Patients with Glioblastoma Multiforme (GBM) have a prognosis of 16-21 months and high care needs due to progressive neurological deficits, cognitive impairment, and behavioural change. They often do not express the usual symptoms generally associated with advanced incurable cancer. They therefore represent a challenge to the classic palliative care assessment of needs. We aim to review patients with GBM who were referred to a hospital specialist palliative care (HSPC) service in a quaternary centre to inform service development.

Methods

Data on diagnosis and patient care was extracted from the HSPC database and the Neuro-Oncology Multidisciplinary Meeting (MDM) in 2021.

Results

In 2021 165 patients were discussed at the MDM. 62% opted to have systemic therapy locally. The HSPC reviewed 31 patients with GBM. The median age was 57 years. 42% had a resection and 39% had biopsy only. 71% had both chemotherapy and radiotherapy, 3.2% and 6.5% surgery and radiotherapy only respectively. 19.3% had no disease targeted treatment 42% of patients were transferred to hospice after HSPC review. A further 25.8% had a HSPC facilitated discharge to home or nursing home (9.7 %). 19.3% died in hospital. Median number of days from MDM to death was 288 (range 7 - 2032). Median number of days from SPC referral to death was 26 (range 1 – 243). Table: 1277P

Reported symptom burden at time of referral to HSPC

SYMPTOM Percentage
Functional decline / increased dependancy 48
Cognitive impairment 35
Speech disturbance 22
Seizures 42
Hemiparesis / focal weakness 29
Visual disturbance 9
Personality / behavioural change 16
Headaches 9
Dizzyness 6
Fatigue 9
Ataxia 12
Nausea / vomiting 6

Conclusions

The high rate of functional and cognitive impairment shown in this patient cohort reflects published literature. Despite anticipated trajectory of decline, patients were referred late to HSPC and referral numbers are low compared to numbers discussed at MDT. Most patients in this cohort required hospice admission at end of life reflecting the complexity of their care.
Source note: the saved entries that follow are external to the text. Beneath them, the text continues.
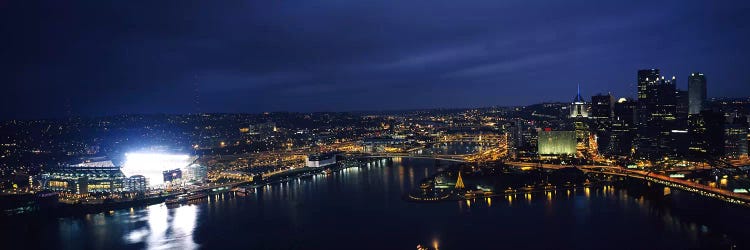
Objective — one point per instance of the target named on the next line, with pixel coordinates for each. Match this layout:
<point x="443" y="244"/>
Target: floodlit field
<point x="151" y="165"/>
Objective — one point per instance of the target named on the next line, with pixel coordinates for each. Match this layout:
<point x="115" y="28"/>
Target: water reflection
<point x="166" y="228"/>
<point x="306" y="213"/>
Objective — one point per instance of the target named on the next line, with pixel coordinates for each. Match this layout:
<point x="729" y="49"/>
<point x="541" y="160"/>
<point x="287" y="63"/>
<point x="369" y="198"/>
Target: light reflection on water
<point x="166" y="228"/>
<point x="336" y="203"/>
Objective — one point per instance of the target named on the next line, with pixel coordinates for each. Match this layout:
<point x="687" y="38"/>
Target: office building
<point x="706" y="131"/>
<point x="696" y="93"/>
<point x="735" y="137"/>
<point x="320" y="160"/>
<point x="557" y="142"/>
<point x="623" y="128"/>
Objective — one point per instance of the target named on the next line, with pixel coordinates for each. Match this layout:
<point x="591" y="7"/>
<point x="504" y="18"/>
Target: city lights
<point x="152" y="165"/>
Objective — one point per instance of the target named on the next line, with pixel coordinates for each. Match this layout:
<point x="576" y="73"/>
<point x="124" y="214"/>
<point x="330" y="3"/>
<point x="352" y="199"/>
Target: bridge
<point x="697" y="188"/>
<point x="452" y="158"/>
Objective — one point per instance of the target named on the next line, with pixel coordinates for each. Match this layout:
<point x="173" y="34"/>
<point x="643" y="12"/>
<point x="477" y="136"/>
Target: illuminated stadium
<point x="152" y="165"/>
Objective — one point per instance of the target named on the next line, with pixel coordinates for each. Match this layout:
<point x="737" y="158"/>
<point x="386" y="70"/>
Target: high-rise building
<point x="682" y="98"/>
<point x="623" y="128"/>
<point x="602" y="106"/>
<point x="735" y="137"/>
<point x="647" y="78"/>
<point x="557" y="142"/>
<point x="579" y="108"/>
<point x="657" y="109"/>
<point x="696" y="92"/>
<point x="602" y="109"/>
<point x="706" y="130"/>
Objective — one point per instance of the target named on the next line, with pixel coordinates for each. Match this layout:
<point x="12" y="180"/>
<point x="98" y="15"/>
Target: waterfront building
<point x="136" y="183"/>
<point x="696" y="92"/>
<point x="557" y="142"/>
<point x="196" y="173"/>
<point x="320" y="160"/>
<point x="171" y="176"/>
<point x="93" y="175"/>
<point x="460" y="181"/>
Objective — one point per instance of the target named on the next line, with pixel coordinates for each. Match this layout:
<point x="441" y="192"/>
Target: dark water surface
<point x="362" y="208"/>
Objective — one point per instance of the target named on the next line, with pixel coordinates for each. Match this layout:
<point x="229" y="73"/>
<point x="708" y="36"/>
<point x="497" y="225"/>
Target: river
<point x="362" y="208"/>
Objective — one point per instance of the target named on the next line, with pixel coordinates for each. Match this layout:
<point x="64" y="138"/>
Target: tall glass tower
<point x="696" y="93"/>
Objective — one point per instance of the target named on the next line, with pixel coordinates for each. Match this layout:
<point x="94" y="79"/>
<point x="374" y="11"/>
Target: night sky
<point x="92" y="58"/>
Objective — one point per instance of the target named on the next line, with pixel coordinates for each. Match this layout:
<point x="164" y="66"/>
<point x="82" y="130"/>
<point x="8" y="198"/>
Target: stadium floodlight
<point x="152" y="165"/>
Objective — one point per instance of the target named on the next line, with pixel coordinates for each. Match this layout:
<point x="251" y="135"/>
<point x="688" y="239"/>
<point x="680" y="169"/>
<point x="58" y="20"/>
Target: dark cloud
<point x="98" y="57"/>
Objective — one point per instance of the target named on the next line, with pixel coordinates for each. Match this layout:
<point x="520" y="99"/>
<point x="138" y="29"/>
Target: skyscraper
<point x="623" y="127"/>
<point x="579" y="108"/>
<point x="602" y="107"/>
<point x="697" y="92"/>
<point x="706" y="130"/>
<point x="735" y="137"/>
<point x="647" y="78"/>
<point x="657" y="108"/>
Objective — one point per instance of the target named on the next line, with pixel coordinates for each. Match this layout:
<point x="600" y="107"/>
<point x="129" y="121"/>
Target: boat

Earlier referral to HSPC prior to cognitive decline may facilitate more meaningful patient engagement with HSPC and allow opportunities for family support. Low HSPC staffing levels may be an unrecognised cause of the delayed referrals, and may negatively impact patients' experience of their final months.

Clinical trial identification

Editorial acknowledgement

Legal entity responsible for the study

Beaumont Hospital.

Funding

Has not received any funding.

Disclosure

All authors have declared no conflicts of interest.